Former Timaru man helps design 3-D computer display
A former Timaru man headed up the team that designed the world's first computer where 3-D images actually come out of the screen
Dr Jason Alexander, is part of a team at Lancaster University who have created a physically dynamic bar chart.
Or in laymans terms, a computer where the data bars propel out of the screen, and can change as the information entered changes.
Alexander, who is a lecturer in human-computer interaction, said the team had identified that generally people struggled with multi-dimensional data and had been trialling for sometime with the technology which enabled the shape to change as the information changed.
"We've named this particular prototype "EMERGE" as the data physically emerges from the display. It's an example of the more general class of technology called shape-changing displays."
Alexander lived in Timaru until the end of 1999, where he had completed year 11 at Mountainview High School. He then finished his schooling at Burnside High School and went on to do his tertiary studies at the University of Canterbury.
The team had been working on the technology for three or four years, with the EMERGE prototype taking about six months to do, he said.
And as with anything that takes time, there was a variety of emotions involved, he said.
Although he gets a kick out of seeing people's reaction to the technology.
"... users love physically interacting with the data points and experiencing the physical actuation."

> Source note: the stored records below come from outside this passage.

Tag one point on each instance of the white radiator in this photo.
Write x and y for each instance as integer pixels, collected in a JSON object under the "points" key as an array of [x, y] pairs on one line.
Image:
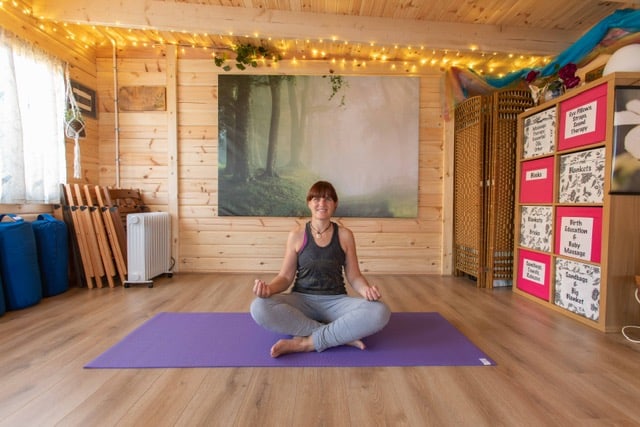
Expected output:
{"points": [[148, 246]]}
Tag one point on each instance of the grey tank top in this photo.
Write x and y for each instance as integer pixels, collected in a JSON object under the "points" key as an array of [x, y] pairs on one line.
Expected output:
{"points": [[319, 270]]}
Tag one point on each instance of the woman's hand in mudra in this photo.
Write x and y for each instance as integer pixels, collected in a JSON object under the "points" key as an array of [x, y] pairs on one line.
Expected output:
{"points": [[261, 289]]}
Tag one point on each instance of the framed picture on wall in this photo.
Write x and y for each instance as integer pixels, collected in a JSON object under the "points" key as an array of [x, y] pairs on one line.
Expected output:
{"points": [[625, 168]]}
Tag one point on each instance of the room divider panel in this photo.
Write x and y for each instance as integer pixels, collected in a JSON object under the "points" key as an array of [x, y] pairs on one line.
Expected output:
{"points": [[484, 185]]}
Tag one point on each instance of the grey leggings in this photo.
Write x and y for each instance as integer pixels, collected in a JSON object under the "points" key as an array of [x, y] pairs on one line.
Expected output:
{"points": [[331, 320]]}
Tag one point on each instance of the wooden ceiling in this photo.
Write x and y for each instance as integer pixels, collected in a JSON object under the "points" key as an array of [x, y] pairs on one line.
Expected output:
{"points": [[492, 36]]}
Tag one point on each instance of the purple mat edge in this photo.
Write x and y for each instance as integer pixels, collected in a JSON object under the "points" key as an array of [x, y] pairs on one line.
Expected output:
{"points": [[394, 346]]}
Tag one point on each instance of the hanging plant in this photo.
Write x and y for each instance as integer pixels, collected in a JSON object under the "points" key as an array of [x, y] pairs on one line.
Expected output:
{"points": [[73, 123], [247, 55]]}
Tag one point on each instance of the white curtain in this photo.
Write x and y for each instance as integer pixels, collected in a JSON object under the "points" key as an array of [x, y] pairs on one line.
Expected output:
{"points": [[32, 104]]}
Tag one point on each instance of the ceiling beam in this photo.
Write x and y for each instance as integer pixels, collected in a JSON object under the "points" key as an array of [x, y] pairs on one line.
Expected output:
{"points": [[252, 22]]}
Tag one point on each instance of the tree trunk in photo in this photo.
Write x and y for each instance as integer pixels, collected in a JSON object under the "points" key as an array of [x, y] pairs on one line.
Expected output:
{"points": [[238, 148], [275, 84]]}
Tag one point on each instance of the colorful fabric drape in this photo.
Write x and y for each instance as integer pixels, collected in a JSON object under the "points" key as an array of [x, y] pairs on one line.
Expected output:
{"points": [[613, 32]]}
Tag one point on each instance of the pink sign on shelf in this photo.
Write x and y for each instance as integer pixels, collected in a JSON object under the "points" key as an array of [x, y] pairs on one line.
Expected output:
{"points": [[579, 232], [534, 270], [536, 181], [583, 118]]}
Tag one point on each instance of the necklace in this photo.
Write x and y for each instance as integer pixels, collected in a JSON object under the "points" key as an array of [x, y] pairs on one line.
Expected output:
{"points": [[318, 232]]}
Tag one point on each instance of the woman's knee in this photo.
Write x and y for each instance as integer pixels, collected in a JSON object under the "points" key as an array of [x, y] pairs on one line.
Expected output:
{"points": [[258, 309], [380, 313]]}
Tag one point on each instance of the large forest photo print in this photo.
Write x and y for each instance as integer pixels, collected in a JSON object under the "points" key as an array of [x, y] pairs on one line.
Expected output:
{"points": [[279, 134]]}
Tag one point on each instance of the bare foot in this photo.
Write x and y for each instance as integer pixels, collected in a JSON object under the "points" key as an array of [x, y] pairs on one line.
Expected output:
{"points": [[293, 345], [358, 344]]}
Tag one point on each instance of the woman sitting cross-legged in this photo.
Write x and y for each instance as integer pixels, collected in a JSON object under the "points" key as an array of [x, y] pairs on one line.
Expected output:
{"points": [[318, 313]]}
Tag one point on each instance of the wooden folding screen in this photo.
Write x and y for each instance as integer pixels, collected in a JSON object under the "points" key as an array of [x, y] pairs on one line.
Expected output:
{"points": [[484, 185]]}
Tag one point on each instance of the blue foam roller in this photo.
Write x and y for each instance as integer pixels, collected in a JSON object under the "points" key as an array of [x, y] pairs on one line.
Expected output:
{"points": [[3, 307], [53, 254], [19, 263]]}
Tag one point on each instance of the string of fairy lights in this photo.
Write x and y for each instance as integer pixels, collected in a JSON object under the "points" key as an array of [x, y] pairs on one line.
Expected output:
{"points": [[335, 52]]}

They are surprised when the bars actually emerge out of the screen, he said.
That was interesting to watch, Alexander said.
However there was a low point was when the team realised their first approach to the mechanical actuation system was not going to work.
Down the line Alexander could see the 3-D computer being used at meeting room tables, a sales pitch or anywhere data could be discussed by a group around a table.
"The vision for this technology is for every pixel on your display to have actuation capabilities.
"This opens a diverse range of possibilities including: maps being able to show physical terrain, physical buttons extruding, on-the-fly, from your mobile device, rendering of photographs in physical 3-D, and of course tangible gaming. The vision for this technology is for every pixel on your display to have actuation capabilities.